I’ve been thinking about writing something on schizophrenia for a long time. When you google the topic, there’s a lot of generic content that lacks a personal touch. Ten most common signs of schizophrenia. Do you have schizophrenia? There are only snippets of people’s lives on medical blogs. Mental health forums feel like empty airport lounges. For some reason, there’s a lack of the kind of community that exists for other diseases. Take diabetes as an example. Two years ago, I got diagnosed with type 1, and within a month, I’d joined several forums and normalized my blood sugar with a low-carb diet. It was only possible through the wealth of information available from the online community.
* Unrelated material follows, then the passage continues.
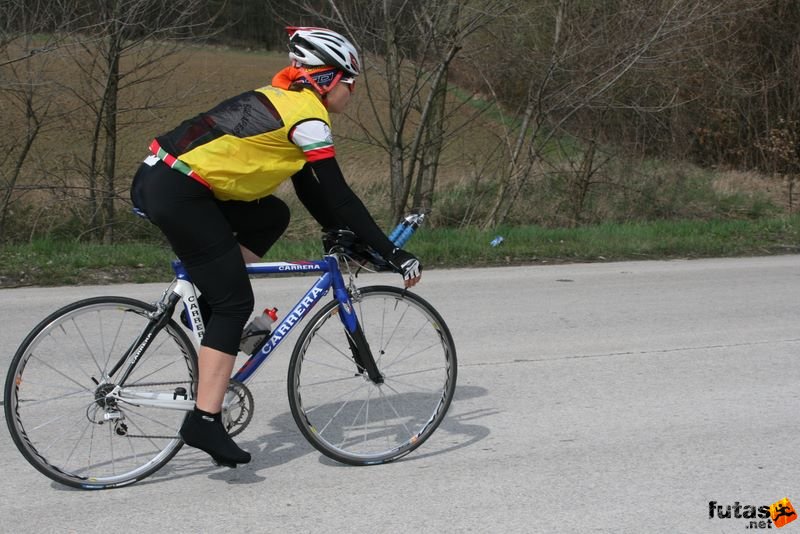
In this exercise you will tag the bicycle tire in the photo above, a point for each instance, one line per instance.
(339, 410)
(54, 404)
There were blog posts, books, and people engaged in lively discussions about the best diabetes treatment. You won’t find anything like this if you browse the web for schizophrenia and yet, it’s a fairly common disease.
My experience is that people don’t like to talk about or interact with people who are mentally ill if they can avoid it. Anything that deals with the brain and loss of personality makes most of us feel deeply uncomfortable. It’s reflected in the fact that brain cancer research is underfunded compared to other types of cancer. When I developed psychosis, my mother stopped talking to me. She simply hung up the phone whenever I called her. A couple of months ago, I got drunk and told my friend that I have schizophrenia. She went home and told her flatmate, who told her to get as far away from me as she could, as fast as possible. I’m happy to say that she didn’t, but it illustrates how many of us respond when confronted with mental illness.
Schizophrenia is a lonely ride. It’s best not spoken about. I think those who experience just one psychosis do their best to forget about it. You sweep it under the rug as an unpleasant event and move on with your life. For people like me who’ve experienced multiple psychoses, this gets harder as the delusions become part of who you are. You learn to live with them and rationalize them away, but you can’t get away from the fact that they’re so seductive. All psychotic people that I’ve come across have one thing in common: delusions of grandeur. We went through this in group therapy. In learning that my experience was not unique, I also had to accept that I was just another person who had lost my mind. I was not special. It is one of the hardest things I’ve ever done, and I know many people with schizophrenia are unable to let go. I see it in my friend, who’s relapsed into psychosis several times over the past few years. She’ll look at me with crazy eyes and tell me how beautiful it is on the other side in la-la-land where she’s someone else. My ex-boyfriend bombards his Facebook feed with videos about an ongoing mass genocide on Scandinavian blondes, which he’s determined to stop. Through his superhuman engineering skills, he’s already saved us all from nuclear winter several times.
I can’t help either of them. That’s not what this blog is about. You can’t reason with someone who’s mid-psychosis because the person does not experience the world the same way you or I do. What you can do is get professional help, and the sooner, the better. I believe that drugs, as debilitating as they can be, offer a way back to rational thinking. In my case, I wish we would have understood what we were dealing with when psychosis first hit. Instead, we waited for it to go away, and though it mellowed over time, it came back and truly crushed us. Not a day goes by where I don’t feel lucky to have been through three psychoses and made a full recovery. It is a rare thing, and I hope that by sharing my darkest moments, I might help shed some light on what goes through the mind of a person with schizophrenia. It’s down the rabbit hole and straight into wonderland.